Recovery of 3D Structure

The goal of object perception is to treat different 2D views of a 3D object similarly. One intuitive way to do this is to recover the 3D structure of the object from the 2D image. If the visual system can construct an accurate 3D model of the to-be-recognized object, the problem of object constancy is automatically solved, because such a model would constitute a viewpoint-invariant representation—the same model would be constructed for a given object regardless of viewing conditions, so that all retinal images would result in an identical representation.

David Marr, whose theoretical work has driven much of the research in object perception, felt that the derivation of a precise, viewpoint-invariant 3D model is a fundamental step in the achievement of object constancy, and most vision scientists have agreed with this ideal. But for most objects, it is not feasible for the visual system to construct a complete 3D model from any one view of the object. For example, the structure of the back of a house is unknowable when the house is viewed from the front. Similarly, it is impossible to know whether or not the SOGI has a fourth "arm" from the view in Fig. 1A (Fig. 1I indicates that the fourth arm does in fact exist).

A more realistic goal is to represent the 3D structure of the portion of the object that can be seen from a given viewpoint. In such a system, small shifts in viewpoint (such as that from Figs. 1A to 1H) would be likely to lead to the same structural description and thus would cause no trouble for the visual system. Large viewpoint shifts may result in a completely different structural description, and when these shifts occur, object constancy is expected to be violated (i.e., object perception should be error-prone and/or slow under such conditions).

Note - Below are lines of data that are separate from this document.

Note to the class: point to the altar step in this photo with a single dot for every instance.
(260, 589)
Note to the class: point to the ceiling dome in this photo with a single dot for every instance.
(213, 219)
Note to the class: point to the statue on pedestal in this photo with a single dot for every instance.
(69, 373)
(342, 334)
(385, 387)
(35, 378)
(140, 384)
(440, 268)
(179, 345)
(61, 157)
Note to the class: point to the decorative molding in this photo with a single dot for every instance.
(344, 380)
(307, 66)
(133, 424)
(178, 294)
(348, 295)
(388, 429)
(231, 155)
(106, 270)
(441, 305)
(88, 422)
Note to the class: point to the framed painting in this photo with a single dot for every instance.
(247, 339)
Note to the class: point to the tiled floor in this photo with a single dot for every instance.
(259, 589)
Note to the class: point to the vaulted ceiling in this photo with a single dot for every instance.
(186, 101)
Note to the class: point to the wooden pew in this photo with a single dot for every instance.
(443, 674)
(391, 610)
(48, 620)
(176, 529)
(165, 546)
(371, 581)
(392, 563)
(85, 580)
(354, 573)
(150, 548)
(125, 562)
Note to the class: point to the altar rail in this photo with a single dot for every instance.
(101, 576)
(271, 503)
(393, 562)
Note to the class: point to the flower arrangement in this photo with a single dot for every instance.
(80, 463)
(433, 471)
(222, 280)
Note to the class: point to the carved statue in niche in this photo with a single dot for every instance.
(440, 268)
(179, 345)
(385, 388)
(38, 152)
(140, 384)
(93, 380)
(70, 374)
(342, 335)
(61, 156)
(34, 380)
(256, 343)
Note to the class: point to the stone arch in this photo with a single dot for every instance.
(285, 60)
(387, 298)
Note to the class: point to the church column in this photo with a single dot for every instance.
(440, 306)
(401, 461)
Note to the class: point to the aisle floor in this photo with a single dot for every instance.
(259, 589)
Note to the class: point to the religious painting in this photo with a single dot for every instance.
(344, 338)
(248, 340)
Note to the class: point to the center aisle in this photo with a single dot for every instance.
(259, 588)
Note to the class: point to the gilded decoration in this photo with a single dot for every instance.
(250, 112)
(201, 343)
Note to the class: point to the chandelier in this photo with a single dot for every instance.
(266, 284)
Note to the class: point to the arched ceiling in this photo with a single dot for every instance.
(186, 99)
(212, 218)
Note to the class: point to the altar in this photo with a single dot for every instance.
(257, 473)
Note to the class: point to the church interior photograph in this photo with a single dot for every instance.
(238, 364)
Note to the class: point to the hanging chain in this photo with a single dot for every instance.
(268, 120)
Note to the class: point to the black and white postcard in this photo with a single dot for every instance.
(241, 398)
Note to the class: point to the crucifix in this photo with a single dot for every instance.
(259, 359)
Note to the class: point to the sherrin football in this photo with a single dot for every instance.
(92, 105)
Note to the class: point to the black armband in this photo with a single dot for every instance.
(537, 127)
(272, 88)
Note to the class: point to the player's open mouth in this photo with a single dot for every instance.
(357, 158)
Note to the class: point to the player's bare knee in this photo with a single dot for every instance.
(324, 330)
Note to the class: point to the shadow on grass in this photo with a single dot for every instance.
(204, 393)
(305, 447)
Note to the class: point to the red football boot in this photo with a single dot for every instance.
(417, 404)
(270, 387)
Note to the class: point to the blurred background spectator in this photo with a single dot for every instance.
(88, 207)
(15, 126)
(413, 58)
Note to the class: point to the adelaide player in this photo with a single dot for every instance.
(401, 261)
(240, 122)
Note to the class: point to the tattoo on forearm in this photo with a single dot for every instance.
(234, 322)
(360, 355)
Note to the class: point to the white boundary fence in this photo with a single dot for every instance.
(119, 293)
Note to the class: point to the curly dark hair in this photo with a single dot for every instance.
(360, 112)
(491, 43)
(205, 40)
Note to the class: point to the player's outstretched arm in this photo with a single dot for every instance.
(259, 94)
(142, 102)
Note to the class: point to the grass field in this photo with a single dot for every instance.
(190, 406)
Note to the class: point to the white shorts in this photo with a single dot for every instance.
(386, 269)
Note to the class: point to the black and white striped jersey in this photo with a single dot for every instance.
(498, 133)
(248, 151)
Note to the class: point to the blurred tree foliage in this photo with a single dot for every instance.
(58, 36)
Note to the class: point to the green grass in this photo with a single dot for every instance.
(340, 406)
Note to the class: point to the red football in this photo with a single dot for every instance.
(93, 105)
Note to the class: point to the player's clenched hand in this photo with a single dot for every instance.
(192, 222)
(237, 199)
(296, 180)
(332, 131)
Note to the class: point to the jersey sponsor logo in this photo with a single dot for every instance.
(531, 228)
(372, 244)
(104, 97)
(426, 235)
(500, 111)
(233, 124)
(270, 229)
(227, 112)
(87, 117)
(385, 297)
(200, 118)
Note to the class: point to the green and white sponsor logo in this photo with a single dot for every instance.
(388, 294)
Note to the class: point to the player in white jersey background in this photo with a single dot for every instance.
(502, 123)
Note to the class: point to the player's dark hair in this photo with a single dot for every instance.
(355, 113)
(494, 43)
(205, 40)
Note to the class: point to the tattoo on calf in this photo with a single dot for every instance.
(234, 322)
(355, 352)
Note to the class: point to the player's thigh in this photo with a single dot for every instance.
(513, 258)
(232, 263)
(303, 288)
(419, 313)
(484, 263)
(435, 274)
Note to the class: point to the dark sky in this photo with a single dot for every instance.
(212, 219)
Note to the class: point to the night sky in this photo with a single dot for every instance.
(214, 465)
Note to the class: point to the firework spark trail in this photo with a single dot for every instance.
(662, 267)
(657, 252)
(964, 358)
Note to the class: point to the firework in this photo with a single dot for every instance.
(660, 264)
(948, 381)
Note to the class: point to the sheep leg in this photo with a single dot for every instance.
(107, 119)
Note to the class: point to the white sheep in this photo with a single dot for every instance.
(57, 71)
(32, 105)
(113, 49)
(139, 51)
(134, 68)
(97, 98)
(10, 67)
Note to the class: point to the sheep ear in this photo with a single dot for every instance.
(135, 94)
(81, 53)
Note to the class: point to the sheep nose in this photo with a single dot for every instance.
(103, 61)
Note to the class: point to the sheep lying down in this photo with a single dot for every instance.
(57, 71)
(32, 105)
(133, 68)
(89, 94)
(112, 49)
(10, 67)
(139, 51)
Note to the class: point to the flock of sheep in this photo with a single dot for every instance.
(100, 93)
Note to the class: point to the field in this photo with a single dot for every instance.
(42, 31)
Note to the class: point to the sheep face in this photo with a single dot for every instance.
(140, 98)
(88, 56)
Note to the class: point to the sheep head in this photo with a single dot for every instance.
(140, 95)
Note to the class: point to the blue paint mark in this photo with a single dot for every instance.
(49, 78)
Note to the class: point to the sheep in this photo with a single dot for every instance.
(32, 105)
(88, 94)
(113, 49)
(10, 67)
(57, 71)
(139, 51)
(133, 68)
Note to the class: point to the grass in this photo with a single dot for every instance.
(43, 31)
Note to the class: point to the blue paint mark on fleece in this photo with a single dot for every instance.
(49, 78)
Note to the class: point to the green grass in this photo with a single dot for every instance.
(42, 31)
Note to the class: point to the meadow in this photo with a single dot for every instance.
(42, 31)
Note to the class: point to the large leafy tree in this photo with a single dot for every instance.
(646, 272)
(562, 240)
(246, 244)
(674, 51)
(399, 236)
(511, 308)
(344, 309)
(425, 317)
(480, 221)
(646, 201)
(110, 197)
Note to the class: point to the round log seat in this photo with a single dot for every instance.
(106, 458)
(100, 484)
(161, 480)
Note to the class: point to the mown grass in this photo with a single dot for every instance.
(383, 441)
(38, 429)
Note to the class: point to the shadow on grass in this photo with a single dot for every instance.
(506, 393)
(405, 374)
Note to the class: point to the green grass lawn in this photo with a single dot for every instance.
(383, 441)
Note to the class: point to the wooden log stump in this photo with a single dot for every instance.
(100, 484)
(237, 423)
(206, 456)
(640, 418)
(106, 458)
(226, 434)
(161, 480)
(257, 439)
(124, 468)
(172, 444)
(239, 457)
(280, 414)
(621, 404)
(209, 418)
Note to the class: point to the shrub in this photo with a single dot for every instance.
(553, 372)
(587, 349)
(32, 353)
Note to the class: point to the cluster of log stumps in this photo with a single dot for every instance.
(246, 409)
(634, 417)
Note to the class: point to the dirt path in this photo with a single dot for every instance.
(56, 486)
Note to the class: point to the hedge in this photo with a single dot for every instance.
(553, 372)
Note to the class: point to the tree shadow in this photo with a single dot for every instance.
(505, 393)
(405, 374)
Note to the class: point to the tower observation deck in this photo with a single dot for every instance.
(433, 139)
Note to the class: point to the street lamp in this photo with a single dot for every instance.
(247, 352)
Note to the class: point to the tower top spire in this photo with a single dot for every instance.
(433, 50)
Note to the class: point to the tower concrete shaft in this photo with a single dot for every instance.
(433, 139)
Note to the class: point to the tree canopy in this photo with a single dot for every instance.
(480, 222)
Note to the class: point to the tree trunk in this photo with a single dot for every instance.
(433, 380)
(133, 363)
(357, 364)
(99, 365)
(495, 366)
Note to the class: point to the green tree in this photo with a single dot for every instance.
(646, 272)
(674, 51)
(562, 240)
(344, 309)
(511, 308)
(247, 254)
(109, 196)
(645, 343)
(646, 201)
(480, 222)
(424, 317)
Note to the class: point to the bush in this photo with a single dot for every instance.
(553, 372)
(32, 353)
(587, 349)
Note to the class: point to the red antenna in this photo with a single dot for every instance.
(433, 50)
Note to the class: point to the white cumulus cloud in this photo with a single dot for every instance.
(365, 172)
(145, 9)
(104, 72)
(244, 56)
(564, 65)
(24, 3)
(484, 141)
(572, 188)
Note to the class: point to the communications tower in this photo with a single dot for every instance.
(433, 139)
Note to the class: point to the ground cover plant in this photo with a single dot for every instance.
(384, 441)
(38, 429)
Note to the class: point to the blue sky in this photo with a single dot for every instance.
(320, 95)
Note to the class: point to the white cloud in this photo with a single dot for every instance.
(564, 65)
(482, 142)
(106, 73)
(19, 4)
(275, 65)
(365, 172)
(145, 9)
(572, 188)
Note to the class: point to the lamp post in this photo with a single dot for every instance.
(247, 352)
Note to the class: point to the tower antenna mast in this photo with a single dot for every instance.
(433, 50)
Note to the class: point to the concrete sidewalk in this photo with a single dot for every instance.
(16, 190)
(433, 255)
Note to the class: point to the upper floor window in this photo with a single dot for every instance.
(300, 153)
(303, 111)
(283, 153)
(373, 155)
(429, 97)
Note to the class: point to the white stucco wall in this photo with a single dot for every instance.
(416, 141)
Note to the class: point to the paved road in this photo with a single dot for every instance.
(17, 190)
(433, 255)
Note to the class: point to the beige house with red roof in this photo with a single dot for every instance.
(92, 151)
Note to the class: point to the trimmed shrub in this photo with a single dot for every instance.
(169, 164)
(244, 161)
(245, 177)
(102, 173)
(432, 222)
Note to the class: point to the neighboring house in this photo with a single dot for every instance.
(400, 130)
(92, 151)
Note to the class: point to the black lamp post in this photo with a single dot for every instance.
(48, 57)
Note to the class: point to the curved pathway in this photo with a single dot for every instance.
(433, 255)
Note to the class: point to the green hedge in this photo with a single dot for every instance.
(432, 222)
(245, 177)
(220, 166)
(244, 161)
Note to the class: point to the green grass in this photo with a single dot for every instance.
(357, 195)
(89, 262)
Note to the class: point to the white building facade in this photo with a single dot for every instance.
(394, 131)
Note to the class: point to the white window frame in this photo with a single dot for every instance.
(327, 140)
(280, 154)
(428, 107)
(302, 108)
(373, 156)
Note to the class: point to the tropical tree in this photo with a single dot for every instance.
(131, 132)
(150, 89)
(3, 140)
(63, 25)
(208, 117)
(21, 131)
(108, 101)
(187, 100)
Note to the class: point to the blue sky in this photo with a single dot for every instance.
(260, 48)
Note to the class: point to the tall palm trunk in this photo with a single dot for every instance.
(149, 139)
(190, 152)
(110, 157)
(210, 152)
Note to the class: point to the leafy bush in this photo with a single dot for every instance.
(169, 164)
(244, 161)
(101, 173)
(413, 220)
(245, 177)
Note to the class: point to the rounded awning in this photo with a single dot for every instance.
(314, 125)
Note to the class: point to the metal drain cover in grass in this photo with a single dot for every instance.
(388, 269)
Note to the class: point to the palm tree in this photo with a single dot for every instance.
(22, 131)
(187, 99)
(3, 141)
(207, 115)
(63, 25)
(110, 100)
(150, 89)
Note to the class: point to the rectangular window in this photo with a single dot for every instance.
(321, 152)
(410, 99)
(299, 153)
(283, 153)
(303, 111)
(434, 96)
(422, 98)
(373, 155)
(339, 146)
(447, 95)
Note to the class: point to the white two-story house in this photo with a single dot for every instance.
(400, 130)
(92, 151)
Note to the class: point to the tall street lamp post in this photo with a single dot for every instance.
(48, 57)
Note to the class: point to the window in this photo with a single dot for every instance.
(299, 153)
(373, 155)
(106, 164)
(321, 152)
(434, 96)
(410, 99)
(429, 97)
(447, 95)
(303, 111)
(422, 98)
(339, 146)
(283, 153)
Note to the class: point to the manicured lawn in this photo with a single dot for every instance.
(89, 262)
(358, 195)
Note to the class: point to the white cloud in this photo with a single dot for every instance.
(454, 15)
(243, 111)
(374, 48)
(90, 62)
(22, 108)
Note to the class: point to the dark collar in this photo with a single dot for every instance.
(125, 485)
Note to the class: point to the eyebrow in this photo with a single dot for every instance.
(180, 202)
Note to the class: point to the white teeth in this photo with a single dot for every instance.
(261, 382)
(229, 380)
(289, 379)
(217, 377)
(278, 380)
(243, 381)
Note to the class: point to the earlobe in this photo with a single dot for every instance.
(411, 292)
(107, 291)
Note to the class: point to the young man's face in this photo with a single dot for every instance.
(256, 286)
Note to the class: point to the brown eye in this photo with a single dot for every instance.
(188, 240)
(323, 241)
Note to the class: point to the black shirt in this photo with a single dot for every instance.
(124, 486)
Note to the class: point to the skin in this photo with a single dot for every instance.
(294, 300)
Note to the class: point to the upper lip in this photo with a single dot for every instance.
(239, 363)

Despite the elegance of the structure-recovery approach, it is important to understand that limited object constancy is theoretically attainable without referring to a 3D structural description. A representation of the 2D image of an object—such a representation is referred to as view-based—can serve as the basis for object perception as long as perceived views can be accurately matched to encoded views. The latter part of this statement is crucial: the success of view-based models depends on the ability to specify processes that select the proper encoded representation when presented with a novel view of an object. Thus, whereas the focus of structural description theorists has been on how to construct an informationally rich representation of an object, the focus of view-based theorists has been on specifying computational procedures that achieve object constancy using less sophisticated representations but more complex matching processes.